Both approaches must run from Exchange Management Shell on a server with April 2025 HU or later. This is a one-time operation per organization.

Microsoft strongly recommends running the script in "Service Principal Clean-Up Mode" to remove vulnerable certificates from the shared service principal, even if you don't need rich coexistence features.

Common Troubleshooting Issues

Admin Consent Problems: The HCW requires tenant-wide admin consent. Without it, you'll get a warning but the app won't function. Re-run HCW or grant consent through the Entra ID portal.

500 Internal Server Errors: These typically indicate certificate issues on Exchange servers rather than Azure configuration problems. Check IIS logs for specific error details.

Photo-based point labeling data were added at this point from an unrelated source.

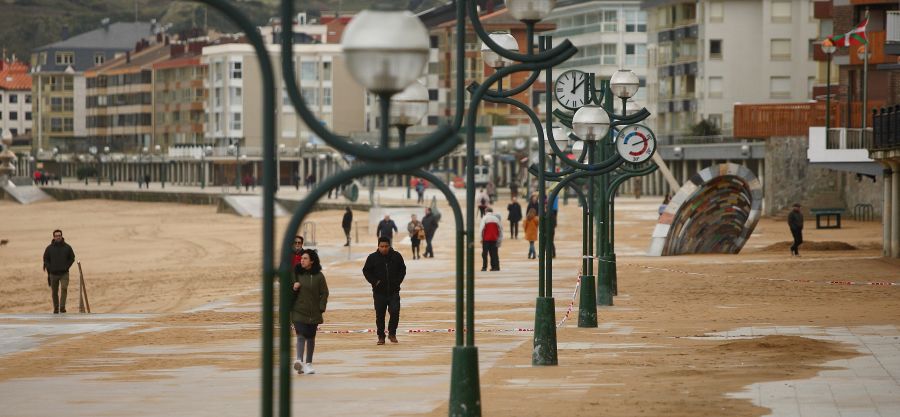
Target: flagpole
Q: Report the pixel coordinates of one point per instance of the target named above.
(865, 79)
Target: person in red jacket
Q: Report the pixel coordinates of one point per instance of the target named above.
(491, 237)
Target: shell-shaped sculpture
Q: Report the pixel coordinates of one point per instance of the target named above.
(714, 212)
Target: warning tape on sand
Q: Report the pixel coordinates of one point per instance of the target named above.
(831, 282)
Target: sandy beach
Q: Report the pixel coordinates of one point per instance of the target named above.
(191, 277)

Multi-geo Issues: Some organizations report free/busy failures for non-NAM regions (GBR, DEU, etc.) while NAM works fine. This appears to be a specific bug.

Validation Steps

After implementation, verify your configuration using

Test-OAuthConnectivity -Service EWS -TargetUri https://outlook.office365.com/ews/exchange.asmx -Mailbox <on-premismailbox@example.com> 

Remember that successful authentication testing doesn't guarantee working coexistence features - test the actual functionality your users depend on.

Looking Forward

This change prepares your environment for Microsoft's broader EWS retirement in October 2026. The dedicated hybrid app becomes the foundation for migrating to Microsoft Graph APIs in 2025-2026, which offer better security and functionality than legacy EWS.

Organizations completing this transition now avoid last-minute migration complexities and benefit from improved security through isolated authentication and granular permissions. The short-term implementation effort eliminates shared attack surfaces and positions your environment for modern authentication principles.

If you're experiencing broken free/busy functionality, focus on completing the dedicated hybrid app activation immediately. The sooner you finish this transition, the sooner your users regain essential collaborative features for daily productivity.

The key lesson? When Microsoft provides step-by-step guidance through wizards, always verify whether manual configuration steps remain. In this case, the HCW handles cloud configuration perfectly but leaves the critical on-premises activation for administrators to complete manually.